## serve

In this notebook we serve a version of the trained model using a Spell model server.

Inspecting the [hyperparameter searches results page](https://web.spell.ml/spell-org/hyper-searches/24) and looking at per model metrics for the best models to come out of that search, it looks like the model from [run 952](https://web.spell.ml/spell-org/runs/952) performed best. We'll grab this model and turn it into a server.

In [1]:
!mkdir ../server/

In [1]:
%%writefile ../server/serve.py
import torch
from torch import nn
import torchvision

import numpy as np
import base64
from PIL import Image
import io

from spell.serving import BasePredictor


# Inlining the model definition in the server code for simplicity.
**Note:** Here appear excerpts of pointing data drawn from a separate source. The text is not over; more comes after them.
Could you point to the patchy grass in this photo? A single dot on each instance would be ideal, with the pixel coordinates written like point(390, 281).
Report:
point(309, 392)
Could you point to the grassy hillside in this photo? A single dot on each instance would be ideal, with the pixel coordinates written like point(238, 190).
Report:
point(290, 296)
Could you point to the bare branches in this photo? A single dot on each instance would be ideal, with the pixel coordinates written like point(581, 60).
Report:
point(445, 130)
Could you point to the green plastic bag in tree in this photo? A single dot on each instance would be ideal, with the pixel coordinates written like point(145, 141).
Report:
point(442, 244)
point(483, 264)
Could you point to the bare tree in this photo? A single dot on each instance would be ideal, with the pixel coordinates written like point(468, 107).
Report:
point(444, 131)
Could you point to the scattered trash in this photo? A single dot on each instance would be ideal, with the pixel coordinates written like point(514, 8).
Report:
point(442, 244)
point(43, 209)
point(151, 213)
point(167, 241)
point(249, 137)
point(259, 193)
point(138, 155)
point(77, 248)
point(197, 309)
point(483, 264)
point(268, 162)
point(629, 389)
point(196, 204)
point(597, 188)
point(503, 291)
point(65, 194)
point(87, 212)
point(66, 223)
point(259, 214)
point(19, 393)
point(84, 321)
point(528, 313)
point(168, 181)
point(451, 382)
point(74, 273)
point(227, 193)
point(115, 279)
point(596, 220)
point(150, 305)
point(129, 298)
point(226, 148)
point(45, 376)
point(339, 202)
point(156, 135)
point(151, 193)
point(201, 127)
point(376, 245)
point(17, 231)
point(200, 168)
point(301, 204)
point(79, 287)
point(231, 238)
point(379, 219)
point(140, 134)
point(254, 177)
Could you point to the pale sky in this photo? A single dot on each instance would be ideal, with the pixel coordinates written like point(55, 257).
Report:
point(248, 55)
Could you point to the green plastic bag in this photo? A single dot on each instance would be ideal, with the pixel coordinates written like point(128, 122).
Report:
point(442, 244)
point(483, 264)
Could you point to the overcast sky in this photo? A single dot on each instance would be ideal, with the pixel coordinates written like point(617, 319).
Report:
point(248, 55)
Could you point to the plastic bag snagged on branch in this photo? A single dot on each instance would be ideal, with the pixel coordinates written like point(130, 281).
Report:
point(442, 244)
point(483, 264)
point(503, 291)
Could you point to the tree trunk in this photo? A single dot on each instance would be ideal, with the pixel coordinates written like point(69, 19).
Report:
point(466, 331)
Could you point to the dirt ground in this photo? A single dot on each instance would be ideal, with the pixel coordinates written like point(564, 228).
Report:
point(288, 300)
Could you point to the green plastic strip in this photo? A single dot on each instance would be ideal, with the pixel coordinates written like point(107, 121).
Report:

In a production setting, we
# recommend creating a model module and importing that instead.
class CIFAR10Model(nn.Module):
    def __init__(
        self,
        conv1_filters=32, conv1_dropout=0.25,
        conv2_filters=64, conv2_dropout=0.25,
        dense_layer=512, dense_dropout=0.5
    ):
        super().__init__()
        self.cnn_block_1 = nn.Sequential(*[
            nn.Conv2d(3, conv1_filters, 3, padding=1),
            nn.ReLU(),
            nn.Conv2d(conv1_filters, conv2_filters, 3, padding=1),
            nn.ReLU(),
            nn.MaxPool2d(kernel_size=2),
            nn.Dropout(conv1_dropout)
        ])
        self.cnn_block_2 = nn.Sequential(*[
            nn.Conv2d(conv2_filters, conv2_filters, 3, padding=1),
            nn.ReLU(),
            nn.Conv2d(conv2_filters, conv2_filters, 3, padding=1),
            nn.ReLU(),
            nn.MaxPool2d(kernel_size=2),
            nn.Dropout(conv2_dropout)
        ])
        self.flatten = lambda inp: torch.flatten(inp, 1)
        self.head = nn.Sequential(*[
            nn.Linear(conv2_filters * 8 * 8, dense_layer),
            nn.ReLU(),
            nn.Dropout(dense_dropout),
            nn.Linear(dense_layer, 10)
        ])

    def forward(self, X):
        X = self.cnn_block_1(X)
        X = self.cnn_block_2(X)
        X = self.flatten(X)
        X = self.head(X)
        return X


class Predictor(BasePredictor):
    def __init__(self):
        self.clf = CIFAR10Model()
        # self.clf.load_state_dict(torch.load("/model/checkpoints/epoch_20.pth"))
        # TODO: use GPU instead of CPU
        self.clf.load_state_dict(torch.load("/model/checkpoints/model_final.pth", map_location="cpu"))
        self.clf.eval()

        self.transform_test = torchvision.transforms.Compose([
            torchvision.transforms.Resize((32, 32)),
            torchvision.transforms.ToTensor(),
            torchvision.transforms.Normalize((0.4914, 0.4822, 0.4465), (0.2023, 0.1994, 0.2010))
        ])

        self.labels = ['Airplane', 'Automobile', 'Bird', 'Cat', 'Deer', 'Dog', 'Frog', 'Horse', 'Ship', 'Truck']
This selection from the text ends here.